Covid-19: le variant anglais est plus mortel, prévient Boris Johnson

Boris Johnson affirme que le variant britannique du Covid-19 est associé à une plus forte mortalité

Le Premier minitre Boris Johnson à Londres lors d'un point presse dédié à la crise sanitaire

Cependant, tous les éléments actuellement disponibles montrent que les deux vaccins utilisés au Royaume-Uni contre le Covid-19 restent efficaces contre le nouveau variant. Des études sont en cours partout dans le monde pour déterminer les raisons de cette plus forte contagiosité.

Selon le conseiller scientifique du gouvernement britannique, Patrick Vallance, les premiers signes suggèrent que la nouvelle variante présenterait un taux de létalité de 13 ou 14 décès pour 1.000 personnes infectées, contre 10 décès pour 1.000 personnes infectées pour l'ancienne souche.

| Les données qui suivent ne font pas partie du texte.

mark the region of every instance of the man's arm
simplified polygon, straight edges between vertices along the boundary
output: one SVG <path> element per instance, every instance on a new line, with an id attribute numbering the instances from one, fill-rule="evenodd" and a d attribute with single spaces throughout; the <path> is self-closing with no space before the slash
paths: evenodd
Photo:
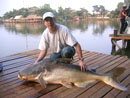
<path id="1" fill-rule="evenodd" d="M 34 64 L 36 64 L 37 62 L 41 61 L 41 60 L 46 56 L 46 53 L 47 53 L 47 51 L 41 50 L 41 52 L 40 52 L 40 54 L 39 54 L 39 56 L 38 56 L 38 58 L 36 59 L 36 61 L 35 61 Z"/>
<path id="2" fill-rule="evenodd" d="M 82 50 L 81 50 L 80 44 L 76 43 L 75 48 L 76 48 L 76 52 L 77 52 L 78 57 L 79 57 L 80 68 L 81 68 L 81 70 L 85 71 L 85 70 L 87 70 L 87 66 L 86 66 L 86 64 L 84 64 L 83 59 L 81 59 L 81 58 L 83 58 L 83 55 L 82 55 Z"/>

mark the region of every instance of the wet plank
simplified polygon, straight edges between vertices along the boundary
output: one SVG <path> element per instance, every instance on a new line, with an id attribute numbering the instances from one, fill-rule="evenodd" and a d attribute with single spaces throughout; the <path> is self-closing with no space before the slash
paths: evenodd
<path id="1" fill-rule="evenodd" d="M 107 72 L 115 67 L 125 67 L 126 71 L 119 79 L 127 86 L 128 91 L 121 92 L 103 82 L 97 81 L 86 88 L 65 88 L 62 85 L 49 84 L 47 88 L 38 83 L 24 82 L 18 79 L 18 71 L 25 65 L 33 63 L 38 57 L 39 50 L 32 50 L 0 58 L 4 70 L 0 72 L 0 98 L 128 98 L 130 95 L 130 59 L 126 56 L 113 56 L 102 53 L 82 51 L 88 66 L 97 66 L 97 72 Z M 49 53 L 48 53 L 49 57 Z M 77 54 L 72 63 L 78 64 Z"/>

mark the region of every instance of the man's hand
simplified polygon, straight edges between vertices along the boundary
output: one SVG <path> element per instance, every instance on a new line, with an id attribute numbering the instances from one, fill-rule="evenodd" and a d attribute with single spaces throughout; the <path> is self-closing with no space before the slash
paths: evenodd
<path id="1" fill-rule="evenodd" d="M 79 60 L 79 65 L 80 65 L 81 71 L 87 71 L 87 65 L 82 60 Z"/>

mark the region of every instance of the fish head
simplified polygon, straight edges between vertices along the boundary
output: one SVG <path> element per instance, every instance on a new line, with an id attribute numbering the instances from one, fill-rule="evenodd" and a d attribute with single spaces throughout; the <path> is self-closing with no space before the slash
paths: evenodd
<path id="1" fill-rule="evenodd" d="M 18 72 L 18 78 L 25 81 L 36 81 L 36 77 L 43 72 L 45 68 L 41 64 L 33 64 L 24 67 Z"/>

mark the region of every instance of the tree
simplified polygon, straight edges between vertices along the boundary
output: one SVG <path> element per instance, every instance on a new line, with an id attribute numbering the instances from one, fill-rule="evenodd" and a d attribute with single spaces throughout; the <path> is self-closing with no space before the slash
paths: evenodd
<path id="1" fill-rule="evenodd" d="M 130 5 L 130 0 L 124 0 L 124 3 Z"/>

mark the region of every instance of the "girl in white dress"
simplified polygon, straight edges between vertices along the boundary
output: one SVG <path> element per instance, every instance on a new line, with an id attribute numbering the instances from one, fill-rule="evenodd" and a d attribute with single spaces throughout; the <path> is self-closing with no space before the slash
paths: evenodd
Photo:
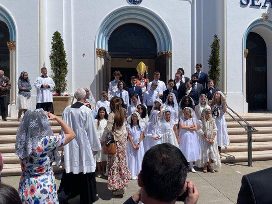
<path id="1" fill-rule="evenodd" d="M 197 131 L 202 149 L 201 159 L 195 162 L 195 165 L 203 168 L 204 173 L 207 173 L 207 169 L 210 172 L 214 173 L 214 169 L 218 170 L 221 167 L 217 143 L 215 139 L 217 129 L 214 119 L 211 117 L 210 108 L 205 108 L 202 111 L 202 116 L 201 128 Z"/>
<path id="2" fill-rule="evenodd" d="M 189 162 L 190 170 L 195 173 L 193 162 L 201 158 L 201 148 L 196 134 L 196 121 L 191 108 L 185 107 L 180 119 L 180 149 Z"/>
<path id="3" fill-rule="evenodd" d="M 128 116 L 129 116 L 132 112 L 136 110 L 137 107 L 139 104 L 141 104 L 140 97 L 138 94 L 133 95 L 130 100 L 130 105 L 128 107 Z"/>
<path id="4" fill-rule="evenodd" d="M 143 130 L 141 125 L 141 117 L 138 112 L 133 112 L 129 118 L 130 121 L 127 125 L 129 138 L 127 147 L 127 161 L 128 167 L 131 173 L 131 179 L 135 180 L 141 169 L 144 155 L 142 142 Z"/>
<path id="5" fill-rule="evenodd" d="M 207 96 L 203 93 L 200 96 L 199 99 L 199 104 L 194 107 L 195 116 L 198 120 L 201 120 L 201 114 L 202 111 L 206 108 L 211 108 L 208 105 L 208 99 Z"/>
<path id="6" fill-rule="evenodd" d="M 179 104 L 179 118 L 181 117 L 182 111 L 185 107 L 191 108 L 194 110 L 194 102 L 192 98 L 187 95 L 183 96 Z"/>
<path id="7" fill-rule="evenodd" d="M 176 124 L 179 123 L 179 105 L 176 96 L 172 93 L 168 94 L 166 101 L 163 104 L 164 110 L 169 110 L 171 112 L 171 119 Z"/>
<path id="8" fill-rule="evenodd" d="M 212 107 L 212 117 L 215 120 L 217 127 L 216 141 L 218 146 L 219 152 L 221 156 L 221 147 L 227 146 L 230 144 L 230 139 L 228 135 L 227 123 L 224 114 L 227 111 L 227 101 L 226 97 L 221 91 L 216 91 L 209 101 Z"/>
<path id="9" fill-rule="evenodd" d="M 94 120 L 94 123 L 97 129 L 99 139 L 102 143 L 105 142 L 105 138 L 103 138 L 102 136 L 103 135 L 105 128 L 107 126 L 107 119 L 108 113 L 107 113 L 107 110 L 104 107 L 100 107 L 98 110 L 97 119 Z M 102 152 L 102 150 L 101 150 L 97 152 L 95 157 L 98 170 L 97 176 L 100 178 L 102 176 L 102 173 L 104 175 L 106 174 L 106 167 L 108 156 L 107 155 L 104 155 Z M 102 163 L 102 166 L 101 163 Z"/>
<path id="10" fill-rule="evenodd" d="M 146 151 L 153 146 L 161 143 L 161 124 L 160 111 L 154 110 L 144 129 L 143 146 Z"/>
<path id="11" fill-rule="evenodd" d="M 162 112 L 161 119 L 162 138 L 161 143 L 168 143 L 179 148 L 180 137 L 178 134 L 177 124 L 171 118 L 171 113 L 169 110 Z"/>

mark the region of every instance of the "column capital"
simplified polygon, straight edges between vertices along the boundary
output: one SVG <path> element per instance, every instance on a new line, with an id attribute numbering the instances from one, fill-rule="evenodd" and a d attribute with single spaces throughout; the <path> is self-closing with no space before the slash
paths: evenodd
<path id="1" fill-rule="evenodd" d="M 13 51 L 16 49 L 16 41 L 9 41 L 7 42 L 9 50 Z"/>
<path id="2" fill-rule="evenodd" d="M 96 55 L 99 57 L 105 57 L 106 56 L 106 53 L 107 51 L 105 49 L 96 48 Z"/>
<path id="3" fill-rule="evenodd" d="M 243 56 L 245 58 L 246 58 L 246 56 L 249 54 L 249 49 L 244 49 L 243 50 Z"/>

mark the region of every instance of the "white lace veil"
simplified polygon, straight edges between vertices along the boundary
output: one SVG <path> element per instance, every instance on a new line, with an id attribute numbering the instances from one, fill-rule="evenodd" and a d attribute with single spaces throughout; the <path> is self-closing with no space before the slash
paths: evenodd
<path id="1" fill-rule="evenodd" d="M 189 109 L 190 111 L 191 111 L 191 116 L 192 116 L 192 118 L 194 118 L 195 119 L 196 119 L 195 118 L 195 113 L 194 113 L 194 111 L 193 109 L 190 107 L 185 107 L 184 108 L 184 109 L 182 111 L 182 115 L 181 115 L 181 117 L 184 118 L 184 111 L 186 109 Z"/>
<path id="2" fill-rule="evenodd" d="M 165 132 L 168 132 L 169 131 L 173 129 L 173 126 L 176 123 L 175 120 L 173 119 L 172 117 L 170 117 L 170 121 L 167 122 L 165 120 L 165 113 L 169 112 L 171 114 L 171 111 L 170 110 L 165 109 L 164 110 L 162 114 L 161 118 L 161 129 L 162 133 Z"/>
<path id="3" fill-rule="evenodd" d="M 48 122 L 48 117 L 42 109 L 29 110 L 20 122 L 16 138 L 15 154 L 20 159 L 28 157 L 32 149 L 36 149 L 42 138 L 54 135 Z M 57 165 L 61 158 L 58 149 L 54 150 Z"/>
<path id="4" fill-rule="evenodd" d="M 206 98 L 206 103 L 205 103 L 205 104 L 204 105 L 202 105 L 201 104 L 201 98 L 203 97 L 205 97 Z M 210 106 L 209 106 L 208 105 L 208 97 L 207 97 L 207 96 L 204 94 L 204 93 L 203 93 L 202 94 L 201 94 L 201 95 L 200 96 L 199 99 L 199 104 L 195 106 L 195 108 L 194 108 L 194 110 L 195 112 L 197 112 L 197 114 L 200 117 L 200 119 L 201 119 L 201 118 L 202 118 L 202 111 L 205 109 L 205 108 L 209 108 L 210 110 L 211 109 L 211 107 L 210 107 Z"/>
<path id="5" fill-rule="evenodd" d="M 160 98 L 156 98 L 154 100 L 154 101 L 153 101 L 153 107 L 152 107 L 152 109 L 151 110 L 151 111 L 150 112 L 150 113 L 152 113 L 153 112 L 153 111 L 154 110 L 154 107 L 155 107 L 155 104 L 154 104 L 154 102 L 155 101 L 157 101 L 158 103 L 159 103 L 160 104 L 162 105 L 163 106 L 163 104 L 162 103 L 162 100 L 161 100 L 161 99 Z"/>
<path id="6" fill-rule="evenodd" d="M 159 114 L 160 111 L 156 110 L 154 110 L 153 112 L 150 114 L 149 122 L 147 122 L 152 124 L 152 125 L 149 125 L 149 128 L 152 128 L 152 130 L 154 130 L 155 133 L 158 135 L 160 134 L 161 132 L 160 130 L 161 130 L 161 121 L 159 119 Z M 149 132 L 149 131 L 150 130 L 147 130 L 147 132 Z"/>
<path id="7" fill-rule="evenodd" d="M 131 113 L 131 114 L 130 115 L 130 116 L 129 117 L 128 117 L 128 119 L 127 119 L 127 121 L 128 122 L 128 125 L 130 125 L 130 123 L 131 122 L 131 121 L 132 121 L 132 115 L 133 114 L 136 114 L 137 115 L 137 116 L 138 116 L 138 119 L 139 120 L 139 124 L 140 124 L 140 127 L 141 128 L 142 128 L 142 118 L 141 118 L 141 116 L 140 115 L 140 114 L 139 114 L 138 112 L 136 112 L 136 111 L 134 111 L 132 113 Z"/>
<path id="8" fill-rule="evenodd" d="M 95 112 L 95 104 L 96 101 L 95 101 L 94 97 L 93 97 L 93 95 L 92 95 L 92 93 L 86 87 L 83 88 L 83 89 L 85 91 L 86 90 L 89 91 L 89 97 L 86 98 L 86 100 L 88 100 L 90 103 L 92 111 Z"/>
<path id="9" fill-rule="evenodd" d="M 137 109 L 137 107 L 139 104 L 141 104 L 141 99 L 140 99 L 140 97 L 139 97 L 139 95 L 138 94 L 136 94 L 138 96 L 138 100 L 137 101 L 137 105 L 136 106 L 134 106 L 134 104 L 133 103 L 133 101 L 132 101 L 132 97 L 130 99 L 130 105 L 128 107 L 128 115 L 130 115 L 131 113 L 135 111 L 135 110 Z"/>

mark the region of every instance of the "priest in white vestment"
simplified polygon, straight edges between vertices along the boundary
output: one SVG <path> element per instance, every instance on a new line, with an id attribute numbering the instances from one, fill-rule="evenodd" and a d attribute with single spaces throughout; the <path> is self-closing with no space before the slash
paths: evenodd
<path id="1" fill-rule="evenodd" d="M 36 108 L 42 108 L 54 114 L 53 89 L 55 83 L 52 78 L 47 76 L 47 69 L 45 67 L 41 68 L 41 76 L 37 77 L 34 81 L 34 87 L 37 89 Z"/>
<path id="2" fill-rule="evenodd" d="M 94 156 L 101 145 L 94 124 L 93 113 L 84 106 L 85 91 L 75 94 L 77 102 L 67 107 L 62 119 L 76 133 L 76 137 L 64 147 L 65 169 L 58 190 L 60 203 L 80 195 L 81 203 L 92 203 L 98 199 L 95 183 Z"/>

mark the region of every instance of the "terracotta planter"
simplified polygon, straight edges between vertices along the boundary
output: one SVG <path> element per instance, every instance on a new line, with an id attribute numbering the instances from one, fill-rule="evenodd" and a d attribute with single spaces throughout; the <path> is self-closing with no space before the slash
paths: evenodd
<path id="1" fill-rule="evenodd" d="M 55 115 L 62 115 L 63 111 L 71 105 L 72 96 L 53 96 L 53 107 Z"/>

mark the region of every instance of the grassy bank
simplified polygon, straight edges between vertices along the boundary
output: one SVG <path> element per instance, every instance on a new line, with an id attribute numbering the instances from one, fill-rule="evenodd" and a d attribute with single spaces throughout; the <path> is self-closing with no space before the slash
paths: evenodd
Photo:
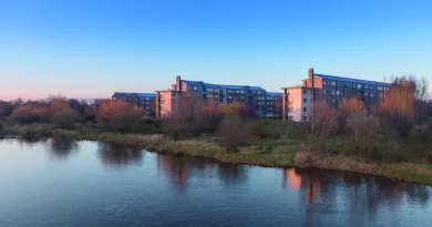
<path id="1" fill-rule="evenodd" d="M 393 179 L 432 185 L 432 165 L 407 162 L 371 162 L 344 154 L 305 152 L 296 140 L 249 140 L 238 153 L 228 153 L 215 143 L 213 136 L 199 136 L 184 141 L 153 138 L 138 134 L 100 132 L 97 128 L 79 127 L 59 130 L 51 125 L 14 125 L 2 130 L 4 135 L 27 137 L 56 136 L 73 140 L 114 142 L 122 145 L 143 146 L 152 152 L 185 154 L 216 159 L 223 163 L 250 164 L 271 167 L 318 167 L 384 176 Z M 295 161 L 296 159 L 296 161 Z"/>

LONDRES, 22 janvier (Xinhua) - La variante du coronavirus qui a été identifiée pour la première fois au Royaume-Uni pourrait être plus mortelle que l'ancienne souche du virus, a mis en garde vendredi le Premier ministre britannique Boris Johnson. Il s'agit de celui sud-africain et brésilien détecté au Japon. "Ils ont certaines caractéristiques qui les rendent moins sensibles aux vaccins" et sont "plus préoccupants" que le variant britannique, a jugé Patrick Vallance. Pays le plus endeuillé d'Europe par la pandémie avec près de 96.000 morts (+ 1.401 les dernières 24 heures), le Royaume-Uni s'est reconfiné pour la troisième fois pour tenter d'endiguer une nouvelle vague du virus, attribuée à ce variant beaucoup plus contagieux.

A ce jour, quelques 5,4 millions de personnes ont reçu une première dose de vaccin, dont 400.000 ont été vaccinés les dernières 24 heures dans le pays qui s'est fixé comme deadline l'été 2021 pour la vaccination. Les scientifiques conseillant le gouvernement situent ce taux entre 0,8 et 1.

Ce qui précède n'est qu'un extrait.